La impunidad con la que se manejan las barras en la Argentina llega a niveles extremos: pruebas de delitos que llegan hasta contar asesinatos, amenazas, manejo de fondos de los clubes por los que dicen hinchar y, aún así, hacen y deshacen a gusto.
El próximo fin de semana coparán el centro de la escena: el sábado, la barra del "Pirata" comerá un asado con "Los Borrachos del Tablón" que asistirán a Córdoba para el Instituto-River. La reconocida amistad entre ambos grupos no impide que el descenso del equipo "millonario" a manos del propio club Belgrano provoque resquemores.
Se habla, inclusive, que luego del almuerzo, ambas parcialidades compartirían espacio en el Mario Alberto Kempes para alentar a River.
El domingo, en tanto, los cordobeses serían agasajados por "La Doce", hoy en alerta máxima por la interna entre Mauro Martín, actual líder de la barra de Boca y Rafael Di Zeo, quien en la semana entró por la fuerza a la oficina del presidente Jorge Amor Ameal para exigir el mismo trato del primero: "Somos todos barras o ninguno", fue su particular sentencia.
El especial recibimiento será nada menos que en "reconocimiento" por haber mandado al descenso a River.
Respecto a esta versión, Roberto "El Loco Tito" Ponce, líder de la barra de Belgrano -y quien hace unos años recibió un tiro por la espalda de parte de "La Doce"-, se expresó al respecto.
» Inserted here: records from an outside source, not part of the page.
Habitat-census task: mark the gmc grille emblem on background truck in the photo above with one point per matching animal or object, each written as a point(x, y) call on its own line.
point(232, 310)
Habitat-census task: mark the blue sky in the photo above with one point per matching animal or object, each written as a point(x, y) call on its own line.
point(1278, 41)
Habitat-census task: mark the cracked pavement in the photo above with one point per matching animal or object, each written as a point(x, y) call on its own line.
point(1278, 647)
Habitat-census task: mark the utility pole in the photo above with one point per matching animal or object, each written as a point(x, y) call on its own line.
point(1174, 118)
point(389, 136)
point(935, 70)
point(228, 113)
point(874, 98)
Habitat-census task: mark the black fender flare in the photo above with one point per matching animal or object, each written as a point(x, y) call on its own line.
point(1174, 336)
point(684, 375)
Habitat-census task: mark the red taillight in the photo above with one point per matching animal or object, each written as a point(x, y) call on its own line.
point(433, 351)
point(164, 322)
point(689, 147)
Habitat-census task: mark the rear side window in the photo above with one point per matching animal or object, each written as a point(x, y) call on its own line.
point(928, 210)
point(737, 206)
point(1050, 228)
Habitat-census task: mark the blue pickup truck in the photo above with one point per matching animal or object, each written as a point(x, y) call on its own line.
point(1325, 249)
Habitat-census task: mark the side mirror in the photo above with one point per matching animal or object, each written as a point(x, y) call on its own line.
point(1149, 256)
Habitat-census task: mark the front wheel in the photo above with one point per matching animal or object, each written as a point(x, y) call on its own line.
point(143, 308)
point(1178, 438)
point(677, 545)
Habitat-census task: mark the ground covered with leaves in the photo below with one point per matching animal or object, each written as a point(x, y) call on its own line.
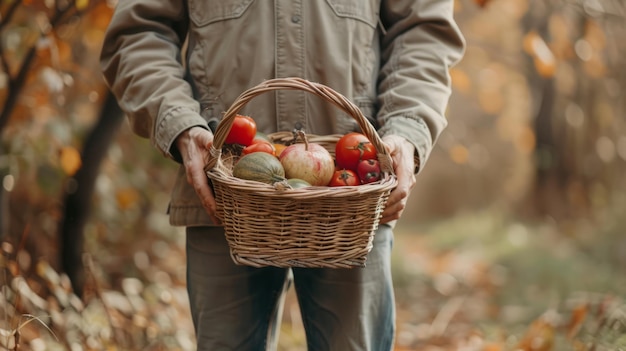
point(478, 281)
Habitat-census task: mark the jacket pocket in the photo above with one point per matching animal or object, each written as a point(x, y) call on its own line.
point(362, 10)
point(204, 12)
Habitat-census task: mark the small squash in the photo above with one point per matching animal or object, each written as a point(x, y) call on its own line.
point(297, 183)
point(261, 167)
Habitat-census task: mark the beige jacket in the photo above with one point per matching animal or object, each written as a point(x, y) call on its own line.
point(391, 58)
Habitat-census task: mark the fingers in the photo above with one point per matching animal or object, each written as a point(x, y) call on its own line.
point(403, 162)
point(200, 183)
point(194, 150)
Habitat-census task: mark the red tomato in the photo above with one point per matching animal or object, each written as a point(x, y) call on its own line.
point(369, 171)
point(344, 177)
point(242, 131)
point(352, 148)
point(259, 146)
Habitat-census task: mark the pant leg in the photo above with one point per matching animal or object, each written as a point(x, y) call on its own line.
point(233, 307)
point(350, 309)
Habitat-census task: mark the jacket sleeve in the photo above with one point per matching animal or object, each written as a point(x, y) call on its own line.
point(419, 44)
point(141, 62)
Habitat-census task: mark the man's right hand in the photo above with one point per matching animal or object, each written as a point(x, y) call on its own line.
point(193, 145)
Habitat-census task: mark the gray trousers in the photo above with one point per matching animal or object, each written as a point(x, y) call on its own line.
point(239, 308)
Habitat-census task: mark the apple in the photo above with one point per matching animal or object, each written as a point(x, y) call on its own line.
point(308, 161)
point(369, 171)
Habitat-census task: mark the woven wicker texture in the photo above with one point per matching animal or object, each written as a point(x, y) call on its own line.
point(317, 226)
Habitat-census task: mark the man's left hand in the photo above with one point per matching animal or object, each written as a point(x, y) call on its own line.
point(402, 154)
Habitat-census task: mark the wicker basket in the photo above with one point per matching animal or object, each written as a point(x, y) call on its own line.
point(316, 226)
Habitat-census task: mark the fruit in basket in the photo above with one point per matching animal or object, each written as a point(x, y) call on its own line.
point(308, 161)
point(352, 148)
point(242, 131)
point(260, 167)
point(368, 171)
point(296, 183)
point(259, 146)
point(344, 177)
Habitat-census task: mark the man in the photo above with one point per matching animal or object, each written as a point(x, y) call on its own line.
point(175, 66)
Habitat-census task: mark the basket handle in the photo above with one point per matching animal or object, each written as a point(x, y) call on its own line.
point(294, 83)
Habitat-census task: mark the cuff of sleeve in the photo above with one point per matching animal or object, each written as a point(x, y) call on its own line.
point(416, 132)
point(174, 122)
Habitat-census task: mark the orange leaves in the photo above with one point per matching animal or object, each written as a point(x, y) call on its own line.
point(69, 160)
point(482, 3)
point(539, 336)
point(538, 49)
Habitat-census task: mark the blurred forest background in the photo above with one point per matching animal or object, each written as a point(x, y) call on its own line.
point(513, 240)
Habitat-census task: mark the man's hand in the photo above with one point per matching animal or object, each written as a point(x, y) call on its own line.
point(193, 145)
point(401, 152)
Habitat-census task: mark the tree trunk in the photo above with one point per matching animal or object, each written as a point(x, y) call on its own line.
point(79, 190)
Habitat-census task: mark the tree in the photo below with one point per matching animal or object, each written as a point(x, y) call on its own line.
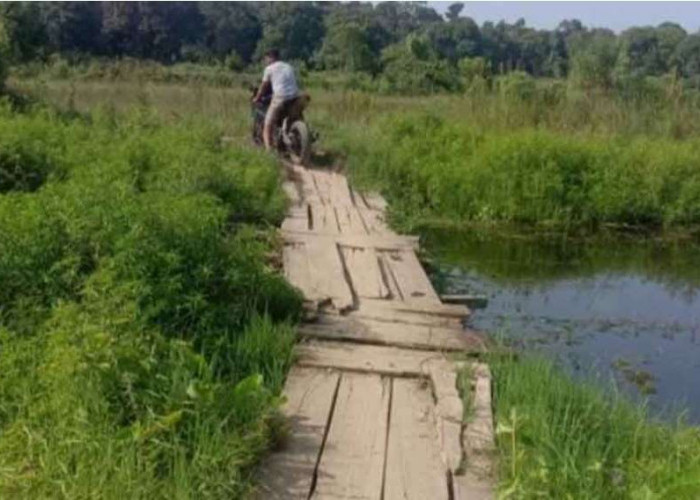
point(455, 40)
point(151, 30)
point(73, 26)
point(669, 36)
point(688, 57)
point(295, 28)
point(25, 30)
point(453, 11)
point(594, 57)
point(231, 27)
point(639, 48)
point(347, 47)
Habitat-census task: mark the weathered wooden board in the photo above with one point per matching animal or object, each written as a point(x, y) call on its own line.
point(297, 219)
point(449, 412)
point(340, 191)
point(410, 277)
point(324, 220)
point(407, 335)
point(327, 274)
point(352, 463)
point(414, 468)
point(380, 242)
point(416, 310)
point(289, 472)
point(374, 221)
point(350, 221)
point(365, 358)
point(478, 442)
point(375, 201)
point(296, 269)
point(366, 277)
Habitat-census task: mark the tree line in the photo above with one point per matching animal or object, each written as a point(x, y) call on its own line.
point(397, 40)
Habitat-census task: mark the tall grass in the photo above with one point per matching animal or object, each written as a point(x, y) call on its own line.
point(144, 336)
point(432, 167)
point(560, 438)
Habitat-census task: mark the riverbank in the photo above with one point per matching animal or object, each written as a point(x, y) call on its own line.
point(558, 436)
point(431, 167)
point(144, 331)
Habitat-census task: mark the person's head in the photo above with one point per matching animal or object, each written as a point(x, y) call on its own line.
point(271, 56)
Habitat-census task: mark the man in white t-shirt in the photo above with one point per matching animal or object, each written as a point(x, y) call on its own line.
point(280, 76)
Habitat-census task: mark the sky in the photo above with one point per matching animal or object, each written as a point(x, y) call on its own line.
point(614, 15)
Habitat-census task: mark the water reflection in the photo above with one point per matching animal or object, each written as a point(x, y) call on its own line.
point(625, 310)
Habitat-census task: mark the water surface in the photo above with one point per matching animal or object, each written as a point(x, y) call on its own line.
point(624, 310)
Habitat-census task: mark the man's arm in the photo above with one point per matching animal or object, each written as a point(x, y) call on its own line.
point(263, 89)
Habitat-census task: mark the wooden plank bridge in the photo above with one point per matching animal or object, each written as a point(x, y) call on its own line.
point(373, 401)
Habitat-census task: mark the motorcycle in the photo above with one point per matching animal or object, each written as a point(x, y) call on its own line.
point(291, 135)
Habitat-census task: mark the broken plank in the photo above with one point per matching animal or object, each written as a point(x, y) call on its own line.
point(353, 457)
point(416, 309)
point(410, 276)
point(323, 219)
point(375, 201)
point(414, 469)
point(363, 267)
point(327, 274)
point(381, 242)
point(340, 190)
point(407, 335)
point(478, 442)
point(365, 358)
point(288, 473)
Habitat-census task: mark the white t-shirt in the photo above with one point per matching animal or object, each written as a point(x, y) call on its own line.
point(284, 83)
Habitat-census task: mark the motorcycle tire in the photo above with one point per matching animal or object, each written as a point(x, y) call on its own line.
point(300, 139)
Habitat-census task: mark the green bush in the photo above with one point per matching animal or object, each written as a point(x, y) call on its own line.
point(574, 441)
point(143, 336)
point(432, 168)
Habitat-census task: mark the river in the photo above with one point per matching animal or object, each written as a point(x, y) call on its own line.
point(625, 311)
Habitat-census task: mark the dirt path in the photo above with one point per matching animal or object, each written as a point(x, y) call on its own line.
point(373, 399)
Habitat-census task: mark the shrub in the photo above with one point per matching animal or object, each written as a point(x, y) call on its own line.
point(143, 336)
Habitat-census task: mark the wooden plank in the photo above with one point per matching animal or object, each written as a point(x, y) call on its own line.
point(292, 192)
point(365, 358)
point(393, 315)
point(363, 267)
point(414, 469)
point(322, 182)
point(352, 463)
point(410, 276)
point(449, 411)
point(328, 274)
point(375, 222)
point(406, 335)
point(350, 221)
point(289, 473)
point(296, 268)
point(416, 309)
point(297, 219)
point(340, 190)
point(375, 201)
point(308, 185)
point(384, 242)
point(324, 220)
point(478, 442)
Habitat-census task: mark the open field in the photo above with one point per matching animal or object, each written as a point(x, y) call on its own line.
point(417, 150)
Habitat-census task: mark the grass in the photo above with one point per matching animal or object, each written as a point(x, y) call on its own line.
point(563, 438)
point(144, 334)
point(435, 168)
point(562, 159)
"No sé nada del festejo de Boca. Nosotros vamos en 9 micros a alentar a Belgrano el domingo y volvemos después del partido. Los únicos que me llamaron son Los Borrachos del Tablón, que vienen el sábado para el partido con Instituto y quieren comer un asado con nosotros".
Así las cosas, todos se manejan en absoluta libertad pese a que, por la peligrosidad que significan, para el choque entre Boca y Belgrano fueron afectados 900 policías, megaoperativo sólo montado para partidos considerados de alto riesgo como lo eran los Superclásicos, los Central-Newell's o los Estudiantes-Gimnasia, entre otros.
Hoy, sin embargo, el poder está de su lado y el dinero también: la interna de la barra de Boca no tiene nada que ver con el sentimiento del hincha, sino a un botín de 200 mil pesos mensuales en juego.
Barras van, barras vienen: los muchachos se entretienen.